NVIDIA has announced a significant push into multilingual AI, releasing a new open dataset called Granary and two accompanying models, Canary-1b-v2 and Parakeet-tdt-0.6b-v3. This initiative aims to address the critical lack of AI support for the vast majority of the world's languages, specifically targeting high-quality speech recognition and translation across 25 European languages, including those with historically limited data like Croatian, Estonian, and Maltese. The tools are designed to empower developers to build scalable AI applications for global users, facilitating advanced features in areas like multilingual chatbots, customer service, and real-time translation.
In an announcement on its blog, NVIDIA detailed Granary as a massive, open-source corpus comprising approximately one million hours of audio. This includes nearly 650,000 hours dedicated to speech recognition and over 350,000 hours for speech translation. The dataset, along with the new Canary and Parakeet models, is now publicly available on Hugging Face, with a research paper on Granary slated for presentation at the Interspeech conference in August.
A core challenge in developing robust speech AI has been data scarcity, particularly for less-resourced languages.
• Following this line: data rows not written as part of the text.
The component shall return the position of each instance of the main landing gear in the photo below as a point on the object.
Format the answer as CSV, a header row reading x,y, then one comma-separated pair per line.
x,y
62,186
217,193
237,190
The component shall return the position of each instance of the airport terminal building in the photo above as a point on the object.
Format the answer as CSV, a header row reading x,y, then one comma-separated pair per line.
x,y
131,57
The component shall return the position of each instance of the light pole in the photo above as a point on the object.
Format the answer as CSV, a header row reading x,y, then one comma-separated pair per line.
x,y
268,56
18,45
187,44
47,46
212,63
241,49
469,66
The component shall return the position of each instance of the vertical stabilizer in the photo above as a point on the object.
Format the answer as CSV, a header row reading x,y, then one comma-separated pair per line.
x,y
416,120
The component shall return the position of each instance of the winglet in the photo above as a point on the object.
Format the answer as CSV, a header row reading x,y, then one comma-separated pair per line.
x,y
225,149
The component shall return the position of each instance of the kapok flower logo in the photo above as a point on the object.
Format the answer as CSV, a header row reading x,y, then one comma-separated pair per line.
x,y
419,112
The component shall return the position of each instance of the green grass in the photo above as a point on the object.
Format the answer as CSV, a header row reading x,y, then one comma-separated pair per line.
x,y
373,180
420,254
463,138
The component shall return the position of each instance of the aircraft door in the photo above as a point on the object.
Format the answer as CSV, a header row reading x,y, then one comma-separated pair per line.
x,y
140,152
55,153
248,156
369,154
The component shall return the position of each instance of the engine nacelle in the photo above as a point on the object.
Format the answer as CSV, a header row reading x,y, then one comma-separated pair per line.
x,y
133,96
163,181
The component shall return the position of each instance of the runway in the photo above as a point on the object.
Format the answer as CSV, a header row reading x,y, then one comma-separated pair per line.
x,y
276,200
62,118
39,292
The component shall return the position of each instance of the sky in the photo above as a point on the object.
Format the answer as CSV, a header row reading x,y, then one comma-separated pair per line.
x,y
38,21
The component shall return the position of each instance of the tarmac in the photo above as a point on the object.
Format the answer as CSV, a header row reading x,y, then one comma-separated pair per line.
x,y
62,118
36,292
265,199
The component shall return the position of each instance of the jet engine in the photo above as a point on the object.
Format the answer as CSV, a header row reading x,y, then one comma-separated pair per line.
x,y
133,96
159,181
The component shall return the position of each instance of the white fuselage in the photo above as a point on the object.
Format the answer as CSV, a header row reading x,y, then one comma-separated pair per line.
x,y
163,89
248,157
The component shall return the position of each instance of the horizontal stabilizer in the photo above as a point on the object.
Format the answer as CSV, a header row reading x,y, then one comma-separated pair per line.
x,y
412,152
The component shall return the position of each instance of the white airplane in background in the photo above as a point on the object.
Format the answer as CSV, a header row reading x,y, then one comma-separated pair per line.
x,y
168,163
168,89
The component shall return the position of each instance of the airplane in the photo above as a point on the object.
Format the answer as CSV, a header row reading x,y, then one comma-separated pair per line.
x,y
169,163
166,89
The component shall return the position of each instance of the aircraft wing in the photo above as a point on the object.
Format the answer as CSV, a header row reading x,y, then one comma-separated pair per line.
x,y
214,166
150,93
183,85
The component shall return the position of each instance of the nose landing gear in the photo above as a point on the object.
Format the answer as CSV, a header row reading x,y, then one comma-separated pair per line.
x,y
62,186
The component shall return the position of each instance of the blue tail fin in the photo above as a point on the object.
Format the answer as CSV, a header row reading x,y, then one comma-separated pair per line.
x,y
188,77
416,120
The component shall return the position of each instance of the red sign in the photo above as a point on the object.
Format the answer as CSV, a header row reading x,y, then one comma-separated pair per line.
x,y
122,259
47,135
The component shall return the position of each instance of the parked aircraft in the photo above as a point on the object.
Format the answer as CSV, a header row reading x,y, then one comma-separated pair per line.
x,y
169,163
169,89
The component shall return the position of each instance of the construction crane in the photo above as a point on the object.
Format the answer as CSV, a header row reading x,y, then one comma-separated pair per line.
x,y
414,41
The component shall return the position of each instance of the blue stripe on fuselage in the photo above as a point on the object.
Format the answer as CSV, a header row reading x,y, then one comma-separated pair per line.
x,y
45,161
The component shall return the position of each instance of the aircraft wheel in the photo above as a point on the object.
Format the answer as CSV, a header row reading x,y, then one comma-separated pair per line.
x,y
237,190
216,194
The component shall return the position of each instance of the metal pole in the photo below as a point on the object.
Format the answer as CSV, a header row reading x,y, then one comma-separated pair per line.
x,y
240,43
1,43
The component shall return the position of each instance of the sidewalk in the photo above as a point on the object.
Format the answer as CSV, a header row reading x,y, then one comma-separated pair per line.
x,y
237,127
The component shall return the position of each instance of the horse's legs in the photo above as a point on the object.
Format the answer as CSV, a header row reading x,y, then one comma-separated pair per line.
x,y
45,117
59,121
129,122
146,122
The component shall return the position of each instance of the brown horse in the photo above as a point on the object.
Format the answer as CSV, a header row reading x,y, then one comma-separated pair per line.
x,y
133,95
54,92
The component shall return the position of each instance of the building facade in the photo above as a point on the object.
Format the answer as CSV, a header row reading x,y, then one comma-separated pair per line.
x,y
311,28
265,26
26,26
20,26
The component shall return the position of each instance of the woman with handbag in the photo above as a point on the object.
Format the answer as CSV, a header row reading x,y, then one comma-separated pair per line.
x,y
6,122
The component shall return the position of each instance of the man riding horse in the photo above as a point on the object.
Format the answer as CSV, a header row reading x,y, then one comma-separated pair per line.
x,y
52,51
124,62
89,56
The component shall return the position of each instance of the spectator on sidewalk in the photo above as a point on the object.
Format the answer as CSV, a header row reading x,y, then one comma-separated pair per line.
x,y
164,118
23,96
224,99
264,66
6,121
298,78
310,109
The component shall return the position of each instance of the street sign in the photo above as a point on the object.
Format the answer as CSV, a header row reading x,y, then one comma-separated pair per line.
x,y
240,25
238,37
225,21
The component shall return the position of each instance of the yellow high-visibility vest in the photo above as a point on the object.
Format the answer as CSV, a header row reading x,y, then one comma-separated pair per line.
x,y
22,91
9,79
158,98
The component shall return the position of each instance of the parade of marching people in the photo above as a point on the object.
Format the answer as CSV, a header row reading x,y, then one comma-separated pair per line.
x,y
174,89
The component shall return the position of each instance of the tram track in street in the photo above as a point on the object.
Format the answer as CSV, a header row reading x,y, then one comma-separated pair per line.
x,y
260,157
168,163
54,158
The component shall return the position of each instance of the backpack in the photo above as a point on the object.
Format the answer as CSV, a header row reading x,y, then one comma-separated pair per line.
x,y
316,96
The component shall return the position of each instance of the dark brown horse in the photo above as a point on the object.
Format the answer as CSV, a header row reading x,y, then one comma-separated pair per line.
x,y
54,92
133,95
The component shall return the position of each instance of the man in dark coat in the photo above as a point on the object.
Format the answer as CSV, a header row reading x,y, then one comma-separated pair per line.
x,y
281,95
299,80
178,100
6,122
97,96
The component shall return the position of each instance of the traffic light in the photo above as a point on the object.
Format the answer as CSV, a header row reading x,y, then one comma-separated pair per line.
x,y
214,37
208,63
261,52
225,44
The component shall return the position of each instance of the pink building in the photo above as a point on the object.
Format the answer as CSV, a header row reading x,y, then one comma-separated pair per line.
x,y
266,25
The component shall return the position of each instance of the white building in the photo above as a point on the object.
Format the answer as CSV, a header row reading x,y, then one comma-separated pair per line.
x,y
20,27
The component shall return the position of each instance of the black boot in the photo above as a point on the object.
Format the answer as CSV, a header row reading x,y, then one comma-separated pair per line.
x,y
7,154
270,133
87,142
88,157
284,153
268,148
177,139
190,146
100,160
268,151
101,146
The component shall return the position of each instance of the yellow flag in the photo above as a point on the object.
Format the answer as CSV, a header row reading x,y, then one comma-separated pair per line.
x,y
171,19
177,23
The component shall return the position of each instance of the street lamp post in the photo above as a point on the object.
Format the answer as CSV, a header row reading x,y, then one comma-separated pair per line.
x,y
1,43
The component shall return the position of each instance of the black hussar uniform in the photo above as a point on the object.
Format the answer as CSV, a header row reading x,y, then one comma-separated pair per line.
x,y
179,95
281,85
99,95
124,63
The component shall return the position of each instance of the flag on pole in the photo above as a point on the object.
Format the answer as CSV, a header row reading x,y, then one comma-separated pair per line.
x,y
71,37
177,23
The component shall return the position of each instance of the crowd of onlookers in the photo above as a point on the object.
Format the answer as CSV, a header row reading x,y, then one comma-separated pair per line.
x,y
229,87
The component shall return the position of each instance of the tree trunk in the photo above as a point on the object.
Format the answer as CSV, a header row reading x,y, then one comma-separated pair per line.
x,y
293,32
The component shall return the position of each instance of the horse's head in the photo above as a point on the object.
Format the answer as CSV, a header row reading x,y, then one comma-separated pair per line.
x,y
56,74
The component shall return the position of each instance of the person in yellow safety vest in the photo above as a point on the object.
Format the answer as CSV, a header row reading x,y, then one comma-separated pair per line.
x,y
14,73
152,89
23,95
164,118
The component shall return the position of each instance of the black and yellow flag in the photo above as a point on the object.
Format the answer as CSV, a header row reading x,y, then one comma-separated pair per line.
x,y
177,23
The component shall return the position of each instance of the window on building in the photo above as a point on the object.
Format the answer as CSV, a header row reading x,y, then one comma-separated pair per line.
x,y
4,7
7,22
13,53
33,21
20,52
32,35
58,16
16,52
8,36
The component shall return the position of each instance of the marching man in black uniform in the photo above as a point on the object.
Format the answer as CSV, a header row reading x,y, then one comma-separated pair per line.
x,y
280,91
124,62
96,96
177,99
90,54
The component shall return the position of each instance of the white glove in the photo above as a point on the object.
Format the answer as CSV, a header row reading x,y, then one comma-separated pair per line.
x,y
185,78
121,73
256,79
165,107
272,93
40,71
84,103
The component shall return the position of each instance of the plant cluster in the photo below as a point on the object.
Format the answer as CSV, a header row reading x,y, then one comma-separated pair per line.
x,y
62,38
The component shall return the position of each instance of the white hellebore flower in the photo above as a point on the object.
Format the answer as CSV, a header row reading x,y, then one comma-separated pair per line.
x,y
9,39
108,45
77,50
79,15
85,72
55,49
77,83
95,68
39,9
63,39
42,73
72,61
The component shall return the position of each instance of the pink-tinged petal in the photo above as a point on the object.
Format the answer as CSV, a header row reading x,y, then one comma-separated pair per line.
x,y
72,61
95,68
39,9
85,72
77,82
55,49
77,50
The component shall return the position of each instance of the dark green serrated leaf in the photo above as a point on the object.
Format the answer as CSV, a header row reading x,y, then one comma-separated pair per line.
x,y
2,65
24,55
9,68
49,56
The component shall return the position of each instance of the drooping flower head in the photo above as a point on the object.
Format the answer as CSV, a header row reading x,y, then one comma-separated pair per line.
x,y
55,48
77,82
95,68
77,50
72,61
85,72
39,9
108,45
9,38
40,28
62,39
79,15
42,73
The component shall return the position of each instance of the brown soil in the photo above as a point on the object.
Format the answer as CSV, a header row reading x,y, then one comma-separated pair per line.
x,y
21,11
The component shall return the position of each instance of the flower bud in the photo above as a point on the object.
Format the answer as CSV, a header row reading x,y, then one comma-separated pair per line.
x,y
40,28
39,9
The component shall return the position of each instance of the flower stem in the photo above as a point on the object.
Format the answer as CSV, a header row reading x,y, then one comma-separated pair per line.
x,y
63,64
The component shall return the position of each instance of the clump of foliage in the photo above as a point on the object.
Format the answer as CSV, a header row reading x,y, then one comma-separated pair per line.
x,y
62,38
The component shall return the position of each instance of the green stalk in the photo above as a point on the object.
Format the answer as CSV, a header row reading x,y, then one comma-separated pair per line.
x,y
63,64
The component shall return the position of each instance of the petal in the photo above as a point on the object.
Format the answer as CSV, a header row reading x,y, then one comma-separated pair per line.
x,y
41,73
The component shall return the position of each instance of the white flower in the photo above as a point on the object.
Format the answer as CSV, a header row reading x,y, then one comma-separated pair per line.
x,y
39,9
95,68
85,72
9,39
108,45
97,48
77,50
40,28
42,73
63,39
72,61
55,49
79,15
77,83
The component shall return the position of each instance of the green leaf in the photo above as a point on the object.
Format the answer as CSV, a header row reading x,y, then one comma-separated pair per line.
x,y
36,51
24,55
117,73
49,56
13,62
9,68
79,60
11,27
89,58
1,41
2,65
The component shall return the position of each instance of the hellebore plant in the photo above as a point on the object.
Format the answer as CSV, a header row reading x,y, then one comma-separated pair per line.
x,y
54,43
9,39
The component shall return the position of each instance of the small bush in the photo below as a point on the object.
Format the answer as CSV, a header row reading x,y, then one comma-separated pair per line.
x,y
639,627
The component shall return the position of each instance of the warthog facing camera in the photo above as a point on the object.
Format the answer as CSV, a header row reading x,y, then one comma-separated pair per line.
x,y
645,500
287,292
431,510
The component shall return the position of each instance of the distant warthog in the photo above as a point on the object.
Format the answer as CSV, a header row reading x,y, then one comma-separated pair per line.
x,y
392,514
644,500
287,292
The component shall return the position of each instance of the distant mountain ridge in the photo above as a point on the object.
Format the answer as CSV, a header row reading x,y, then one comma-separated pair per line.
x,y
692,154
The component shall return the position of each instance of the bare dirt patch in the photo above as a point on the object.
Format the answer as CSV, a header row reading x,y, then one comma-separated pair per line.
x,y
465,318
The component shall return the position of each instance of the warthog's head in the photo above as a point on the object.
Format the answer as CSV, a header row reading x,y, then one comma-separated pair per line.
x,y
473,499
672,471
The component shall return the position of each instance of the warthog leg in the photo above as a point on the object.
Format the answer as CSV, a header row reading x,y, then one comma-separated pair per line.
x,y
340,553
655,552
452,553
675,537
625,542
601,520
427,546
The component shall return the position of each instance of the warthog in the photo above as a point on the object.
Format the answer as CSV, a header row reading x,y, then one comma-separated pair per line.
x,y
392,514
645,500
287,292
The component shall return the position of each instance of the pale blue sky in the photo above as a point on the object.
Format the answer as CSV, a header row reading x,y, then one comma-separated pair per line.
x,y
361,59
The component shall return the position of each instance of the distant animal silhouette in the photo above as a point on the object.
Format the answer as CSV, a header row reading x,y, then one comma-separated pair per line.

NVIDIA, in collaboration with researchers from Carnegie Mellon University and Fondazione Bruno Kessler, tackled this by developing an innovative processing pipeline. This pipeline, powered by NVIDIA's NeMo Speech Data Processor toolkit, transforms unlabeled audio into structured, high-quality data suitable for AI training, circumventing the need for expensive and time-consuming human annotation. This methodology is also open-sourced on GitHub, allowing broader adoption.
Democratizing Speech AI for Diverse Languages
Granary's clean, ready-to-use data provides a substantial head start for developers building models for transcription and translation tasks across nearly all of the European Union’s 24 official languages, plus Russian and Ukrainian. For European languages that are typically underrepresented in human-annotated datasets, Granary offers a vital resource, enabling the creation of more inclusive speech technologies that better reflect the continent's linguistic diversity. Crucially, the research demonstrates that Granary requires roughly half as much training data compared to other popular datasets to achieve comparable accuracy levels for automatic speech recognition (ASR) and automatic speech translation (AST).
The new Canary and Parakeet models serve as practical examples of what developers can achieve with Granary. Canary-1b-v2, a billion-parameter model, is optimized for accuracy in complex tasks, offering transcription for European languages and translation between English and two dozen supported languages. It boasts quality comparable to models three times its size while performing inference up to ten times faster. Available under a permissive license, it significantly expands the Canary family's language support.
Complementing Canary is Parakeet-tdt-0.6b-v3, a more streamlined 600-million-parameter model. This model is engineered for high-speed, low-latency tasks, capable of transcribing 24-minute audio segments in a single inference pass. It automatically detects the input audio language, simplifying the transcription process. Both Canary and Parakeet models provide accurate punctuation, capitalization, and word-level timestamps in their outputs, enhancing the utility of their transcriptions. By sharing both the dataset and the underlying methodology, NVIDIA aims to accelerate innovation across the global speech AI developer community.